Program Highlights
E. Coli Abroad and at Home
The CDC estimates that 48 million Americans are sickened every year by food-borne diseases, and recent outbreaks related to eggs, peanut butter, and spinach have demonstrated that there are more foods involved than just undercooked meats. A new food safety law was passed in December 2010, but Congress failed to provide funding to enforce it.
This month’s outbreak of a particularly virulent and serious strain of E. Coli in Germany has raised new questions about food safety regulations abroad and at home.
Germany-based Wall Street Journal reporter Laura Stevens said the outbreak in that country has been a “big deal.” “Almost everybody I know have stopped eating raw fruits and vegetables, especially tomatoes, cucumbers and lettuce and, now, bean sprouts as advised by the German Health Ministry,” she said. German farmers are losing an estimated 30 million Euros per week, she said.
Serious E. Coli Strain
The particular strain of E. coli involved in the German outbreak is especially serious because it produces what is called a Shiga toxin and it has what New York Times science reporter Gardiner Harris refers to as a “stickiness” in the gut. “Then, in your gut, they produce the poison that then gets absorbed into your bloodstream. The E. coli doesn’t go into your bloodstream, but the poison does,” Harris said.

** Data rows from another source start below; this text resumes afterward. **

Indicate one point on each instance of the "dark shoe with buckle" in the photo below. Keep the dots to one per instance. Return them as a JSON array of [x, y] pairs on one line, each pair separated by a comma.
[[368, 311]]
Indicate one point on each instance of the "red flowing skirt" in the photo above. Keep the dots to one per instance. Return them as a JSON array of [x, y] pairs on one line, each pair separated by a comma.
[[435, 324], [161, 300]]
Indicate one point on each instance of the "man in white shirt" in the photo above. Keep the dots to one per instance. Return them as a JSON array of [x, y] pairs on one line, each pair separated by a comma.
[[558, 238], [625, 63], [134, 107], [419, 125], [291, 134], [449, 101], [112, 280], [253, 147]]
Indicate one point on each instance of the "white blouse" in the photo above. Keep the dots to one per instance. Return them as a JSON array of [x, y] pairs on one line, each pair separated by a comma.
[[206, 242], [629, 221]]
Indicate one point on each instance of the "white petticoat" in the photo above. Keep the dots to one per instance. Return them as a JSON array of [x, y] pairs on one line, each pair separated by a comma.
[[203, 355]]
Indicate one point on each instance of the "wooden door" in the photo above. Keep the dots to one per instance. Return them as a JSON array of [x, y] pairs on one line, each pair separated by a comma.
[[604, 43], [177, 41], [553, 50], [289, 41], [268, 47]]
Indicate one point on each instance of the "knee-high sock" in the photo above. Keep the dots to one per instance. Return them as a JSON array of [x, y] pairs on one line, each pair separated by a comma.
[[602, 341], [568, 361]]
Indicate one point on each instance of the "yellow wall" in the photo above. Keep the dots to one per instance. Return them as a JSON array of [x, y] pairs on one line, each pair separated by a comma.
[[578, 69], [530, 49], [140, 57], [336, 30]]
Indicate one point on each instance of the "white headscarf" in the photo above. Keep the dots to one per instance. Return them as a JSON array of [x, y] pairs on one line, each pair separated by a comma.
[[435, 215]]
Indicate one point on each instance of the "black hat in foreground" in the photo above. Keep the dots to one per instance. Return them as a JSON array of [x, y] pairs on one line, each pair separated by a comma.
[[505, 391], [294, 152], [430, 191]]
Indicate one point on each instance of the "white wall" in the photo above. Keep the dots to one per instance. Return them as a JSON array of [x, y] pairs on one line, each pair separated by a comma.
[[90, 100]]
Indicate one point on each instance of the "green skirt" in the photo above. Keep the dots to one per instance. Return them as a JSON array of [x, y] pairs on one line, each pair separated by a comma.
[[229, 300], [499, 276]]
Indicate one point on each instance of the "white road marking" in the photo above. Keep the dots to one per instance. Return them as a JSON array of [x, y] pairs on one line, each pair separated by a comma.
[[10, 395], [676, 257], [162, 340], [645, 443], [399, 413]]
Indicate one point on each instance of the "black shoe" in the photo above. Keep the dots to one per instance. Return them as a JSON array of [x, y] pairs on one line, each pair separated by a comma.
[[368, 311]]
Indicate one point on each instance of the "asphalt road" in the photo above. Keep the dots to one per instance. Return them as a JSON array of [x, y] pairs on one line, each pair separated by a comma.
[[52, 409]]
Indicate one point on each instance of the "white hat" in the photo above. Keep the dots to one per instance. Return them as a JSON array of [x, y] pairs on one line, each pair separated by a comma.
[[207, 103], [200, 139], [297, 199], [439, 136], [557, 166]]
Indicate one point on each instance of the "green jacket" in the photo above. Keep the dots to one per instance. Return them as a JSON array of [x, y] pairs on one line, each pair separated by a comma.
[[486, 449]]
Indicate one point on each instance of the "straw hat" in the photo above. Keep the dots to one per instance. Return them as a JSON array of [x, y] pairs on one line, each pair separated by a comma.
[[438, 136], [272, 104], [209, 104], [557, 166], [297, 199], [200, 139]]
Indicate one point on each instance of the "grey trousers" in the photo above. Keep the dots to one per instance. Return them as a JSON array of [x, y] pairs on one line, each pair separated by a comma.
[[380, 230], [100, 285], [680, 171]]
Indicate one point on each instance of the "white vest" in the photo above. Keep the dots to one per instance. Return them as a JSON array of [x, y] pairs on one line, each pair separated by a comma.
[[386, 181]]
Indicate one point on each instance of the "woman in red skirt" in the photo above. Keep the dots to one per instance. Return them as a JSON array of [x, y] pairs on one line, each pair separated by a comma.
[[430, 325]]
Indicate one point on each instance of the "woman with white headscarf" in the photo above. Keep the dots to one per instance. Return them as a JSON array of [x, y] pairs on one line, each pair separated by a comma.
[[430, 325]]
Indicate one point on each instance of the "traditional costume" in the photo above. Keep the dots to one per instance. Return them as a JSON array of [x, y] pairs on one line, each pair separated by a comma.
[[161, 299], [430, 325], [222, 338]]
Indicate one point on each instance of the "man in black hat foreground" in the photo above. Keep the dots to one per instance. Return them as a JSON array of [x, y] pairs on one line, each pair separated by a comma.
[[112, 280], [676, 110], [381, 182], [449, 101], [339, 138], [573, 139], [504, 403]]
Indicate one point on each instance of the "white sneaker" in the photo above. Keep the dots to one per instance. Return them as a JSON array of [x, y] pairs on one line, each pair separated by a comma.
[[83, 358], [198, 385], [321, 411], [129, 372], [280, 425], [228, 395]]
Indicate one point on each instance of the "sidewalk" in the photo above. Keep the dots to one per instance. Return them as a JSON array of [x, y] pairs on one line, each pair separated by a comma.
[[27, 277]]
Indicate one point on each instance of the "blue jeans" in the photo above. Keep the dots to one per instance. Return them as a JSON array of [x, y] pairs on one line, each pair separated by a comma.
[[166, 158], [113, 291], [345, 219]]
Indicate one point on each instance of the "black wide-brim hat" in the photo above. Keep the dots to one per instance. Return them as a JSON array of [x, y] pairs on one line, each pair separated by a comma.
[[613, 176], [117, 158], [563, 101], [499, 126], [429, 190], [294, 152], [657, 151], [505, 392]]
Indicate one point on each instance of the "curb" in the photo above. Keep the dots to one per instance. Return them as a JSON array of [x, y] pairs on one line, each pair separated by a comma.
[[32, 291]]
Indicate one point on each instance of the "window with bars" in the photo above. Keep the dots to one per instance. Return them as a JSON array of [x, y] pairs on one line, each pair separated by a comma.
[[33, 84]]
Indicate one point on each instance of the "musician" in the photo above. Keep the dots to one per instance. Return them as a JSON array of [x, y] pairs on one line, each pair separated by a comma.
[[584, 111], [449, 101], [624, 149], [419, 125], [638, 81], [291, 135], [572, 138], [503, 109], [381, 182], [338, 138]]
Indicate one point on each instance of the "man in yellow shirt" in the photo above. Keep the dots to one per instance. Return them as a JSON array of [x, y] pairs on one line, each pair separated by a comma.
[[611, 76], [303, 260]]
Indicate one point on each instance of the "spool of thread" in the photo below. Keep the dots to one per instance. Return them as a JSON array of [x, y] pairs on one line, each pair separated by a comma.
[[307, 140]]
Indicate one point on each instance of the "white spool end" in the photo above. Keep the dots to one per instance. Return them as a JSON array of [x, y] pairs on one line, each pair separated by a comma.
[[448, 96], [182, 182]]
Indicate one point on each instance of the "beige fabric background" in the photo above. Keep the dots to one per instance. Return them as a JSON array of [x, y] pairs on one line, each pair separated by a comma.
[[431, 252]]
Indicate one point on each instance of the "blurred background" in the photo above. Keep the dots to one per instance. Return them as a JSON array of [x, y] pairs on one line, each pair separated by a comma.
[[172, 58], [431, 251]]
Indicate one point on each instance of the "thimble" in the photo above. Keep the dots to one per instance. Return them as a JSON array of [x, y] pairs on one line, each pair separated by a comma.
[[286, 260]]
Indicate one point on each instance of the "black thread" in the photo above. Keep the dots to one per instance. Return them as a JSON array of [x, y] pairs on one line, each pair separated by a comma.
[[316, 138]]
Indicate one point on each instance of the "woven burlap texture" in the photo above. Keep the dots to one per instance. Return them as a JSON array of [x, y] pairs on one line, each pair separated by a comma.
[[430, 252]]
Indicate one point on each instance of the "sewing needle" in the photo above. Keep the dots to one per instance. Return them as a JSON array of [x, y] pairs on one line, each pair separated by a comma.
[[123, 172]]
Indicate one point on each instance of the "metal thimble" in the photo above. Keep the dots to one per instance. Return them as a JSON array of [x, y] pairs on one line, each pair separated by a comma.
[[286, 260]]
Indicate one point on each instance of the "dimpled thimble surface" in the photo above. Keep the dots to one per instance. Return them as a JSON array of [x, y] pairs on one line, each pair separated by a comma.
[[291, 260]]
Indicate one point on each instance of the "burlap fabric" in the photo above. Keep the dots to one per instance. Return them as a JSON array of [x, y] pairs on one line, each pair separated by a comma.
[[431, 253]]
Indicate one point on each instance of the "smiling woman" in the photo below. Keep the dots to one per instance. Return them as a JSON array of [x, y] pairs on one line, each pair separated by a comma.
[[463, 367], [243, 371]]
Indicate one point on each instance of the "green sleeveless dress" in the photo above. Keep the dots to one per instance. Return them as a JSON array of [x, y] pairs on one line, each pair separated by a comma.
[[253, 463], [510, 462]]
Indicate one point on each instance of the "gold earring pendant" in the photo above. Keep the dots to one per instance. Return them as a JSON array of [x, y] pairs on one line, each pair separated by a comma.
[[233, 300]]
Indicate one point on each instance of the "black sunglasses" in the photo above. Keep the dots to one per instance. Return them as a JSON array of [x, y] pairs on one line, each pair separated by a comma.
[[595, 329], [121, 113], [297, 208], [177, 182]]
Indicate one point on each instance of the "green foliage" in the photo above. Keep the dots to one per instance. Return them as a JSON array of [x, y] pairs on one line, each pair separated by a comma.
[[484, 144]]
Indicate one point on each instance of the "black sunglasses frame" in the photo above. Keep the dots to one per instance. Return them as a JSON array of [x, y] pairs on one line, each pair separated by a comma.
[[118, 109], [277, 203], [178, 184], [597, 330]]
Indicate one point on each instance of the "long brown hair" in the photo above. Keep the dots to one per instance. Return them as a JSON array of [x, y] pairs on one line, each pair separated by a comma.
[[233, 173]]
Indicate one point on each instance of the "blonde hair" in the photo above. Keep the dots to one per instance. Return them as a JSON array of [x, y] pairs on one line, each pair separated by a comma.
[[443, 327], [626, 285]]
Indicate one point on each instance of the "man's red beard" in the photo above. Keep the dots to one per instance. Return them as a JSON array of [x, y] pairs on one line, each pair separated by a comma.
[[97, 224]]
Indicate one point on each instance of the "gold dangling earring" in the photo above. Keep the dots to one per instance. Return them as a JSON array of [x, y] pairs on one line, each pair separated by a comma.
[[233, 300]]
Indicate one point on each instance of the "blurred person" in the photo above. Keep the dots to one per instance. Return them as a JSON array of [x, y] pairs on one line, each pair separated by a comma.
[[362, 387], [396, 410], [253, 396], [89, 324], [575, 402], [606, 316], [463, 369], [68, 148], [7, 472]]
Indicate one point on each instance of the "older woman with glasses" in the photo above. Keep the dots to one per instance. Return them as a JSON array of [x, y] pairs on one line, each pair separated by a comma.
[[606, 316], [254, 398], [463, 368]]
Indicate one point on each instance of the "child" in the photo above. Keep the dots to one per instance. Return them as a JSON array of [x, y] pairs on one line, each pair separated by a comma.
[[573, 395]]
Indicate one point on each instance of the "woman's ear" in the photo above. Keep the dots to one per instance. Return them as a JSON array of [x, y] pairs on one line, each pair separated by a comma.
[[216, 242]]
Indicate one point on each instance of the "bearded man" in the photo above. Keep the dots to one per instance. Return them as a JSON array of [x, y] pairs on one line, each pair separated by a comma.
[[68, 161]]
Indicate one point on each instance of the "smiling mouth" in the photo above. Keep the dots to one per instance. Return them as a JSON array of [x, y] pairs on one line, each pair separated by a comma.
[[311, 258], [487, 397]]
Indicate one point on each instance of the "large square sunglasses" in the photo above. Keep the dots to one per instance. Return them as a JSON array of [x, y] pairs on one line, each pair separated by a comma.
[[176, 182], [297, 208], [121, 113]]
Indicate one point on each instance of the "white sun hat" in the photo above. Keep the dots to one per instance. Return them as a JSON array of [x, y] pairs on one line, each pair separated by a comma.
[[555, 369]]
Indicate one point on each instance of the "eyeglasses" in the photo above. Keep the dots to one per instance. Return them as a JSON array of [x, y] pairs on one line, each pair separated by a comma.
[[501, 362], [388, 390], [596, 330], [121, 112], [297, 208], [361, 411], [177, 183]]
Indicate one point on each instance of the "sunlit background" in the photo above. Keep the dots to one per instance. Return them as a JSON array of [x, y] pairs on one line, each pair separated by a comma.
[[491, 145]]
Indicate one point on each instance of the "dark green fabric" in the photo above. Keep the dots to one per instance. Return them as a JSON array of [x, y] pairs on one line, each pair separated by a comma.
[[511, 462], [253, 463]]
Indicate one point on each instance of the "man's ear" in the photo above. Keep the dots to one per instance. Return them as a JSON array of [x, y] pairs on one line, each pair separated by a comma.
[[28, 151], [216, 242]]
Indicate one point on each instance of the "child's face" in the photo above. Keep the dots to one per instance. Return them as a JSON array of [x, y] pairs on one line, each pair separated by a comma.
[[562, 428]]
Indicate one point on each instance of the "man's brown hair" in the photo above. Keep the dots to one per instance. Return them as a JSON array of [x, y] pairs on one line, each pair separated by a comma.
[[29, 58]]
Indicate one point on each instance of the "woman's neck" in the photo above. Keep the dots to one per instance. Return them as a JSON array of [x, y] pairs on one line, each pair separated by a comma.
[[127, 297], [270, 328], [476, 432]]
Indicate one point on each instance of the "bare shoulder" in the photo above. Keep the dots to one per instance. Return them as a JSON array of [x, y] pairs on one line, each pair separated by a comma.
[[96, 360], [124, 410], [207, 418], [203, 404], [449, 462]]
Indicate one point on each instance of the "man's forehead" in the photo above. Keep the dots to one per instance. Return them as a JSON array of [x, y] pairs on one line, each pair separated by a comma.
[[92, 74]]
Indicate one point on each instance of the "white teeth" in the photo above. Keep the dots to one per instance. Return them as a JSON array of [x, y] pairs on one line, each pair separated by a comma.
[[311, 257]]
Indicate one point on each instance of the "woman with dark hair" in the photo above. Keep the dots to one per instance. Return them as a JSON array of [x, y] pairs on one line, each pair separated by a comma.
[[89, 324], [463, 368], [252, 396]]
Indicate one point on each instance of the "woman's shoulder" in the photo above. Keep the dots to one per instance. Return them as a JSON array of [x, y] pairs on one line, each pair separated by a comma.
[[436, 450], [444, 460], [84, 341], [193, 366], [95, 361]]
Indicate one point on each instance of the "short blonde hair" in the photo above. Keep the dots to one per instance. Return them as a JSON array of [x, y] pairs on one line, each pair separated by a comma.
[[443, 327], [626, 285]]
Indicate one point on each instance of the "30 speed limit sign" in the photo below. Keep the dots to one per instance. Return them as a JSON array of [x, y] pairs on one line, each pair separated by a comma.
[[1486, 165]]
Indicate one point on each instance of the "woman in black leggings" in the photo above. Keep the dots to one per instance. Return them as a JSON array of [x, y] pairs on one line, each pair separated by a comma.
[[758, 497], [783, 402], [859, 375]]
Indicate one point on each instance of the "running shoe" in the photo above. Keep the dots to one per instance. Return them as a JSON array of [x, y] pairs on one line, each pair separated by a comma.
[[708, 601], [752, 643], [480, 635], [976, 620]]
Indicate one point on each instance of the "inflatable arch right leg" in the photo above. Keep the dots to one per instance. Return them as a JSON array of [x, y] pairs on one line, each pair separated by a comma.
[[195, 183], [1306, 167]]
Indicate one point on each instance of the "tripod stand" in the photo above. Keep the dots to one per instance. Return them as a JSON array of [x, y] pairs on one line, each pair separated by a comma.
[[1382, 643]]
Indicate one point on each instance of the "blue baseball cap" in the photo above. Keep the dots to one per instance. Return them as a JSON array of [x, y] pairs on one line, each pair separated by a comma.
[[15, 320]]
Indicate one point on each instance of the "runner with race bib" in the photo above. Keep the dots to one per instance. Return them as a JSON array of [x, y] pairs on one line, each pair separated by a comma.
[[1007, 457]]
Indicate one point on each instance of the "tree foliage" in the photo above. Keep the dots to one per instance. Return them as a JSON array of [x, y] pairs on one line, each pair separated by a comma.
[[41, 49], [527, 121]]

Once the poison gets into the bloodstream, it attacks the body’s small capillaries, which are most concentrated within the kidney – and that has lead to hundreds of infected patients needing dialysis treatments. Most people can probably recover, Harris said, but some have already died in the German outbreak.
Economic Impact of Outbreaks can be Devastating
“People are very averse to risks they can’t control,” said David Orden, a professor at Virginia Tech’s Institute for Society, Culture and Environment. “You can drive too fast and get a speeding ticket. You make that choice…when we get a scare like this, as you’ve seen in Europe, the demand for the product that’s creating that scare just drops off tremendously,” he said.
“What happens in these cases is that the industry gets killed,” Harris said. “So what the industry really wants right now is a very strong FDA, and they’re actually willing to tax themselves to pay for it,” he said.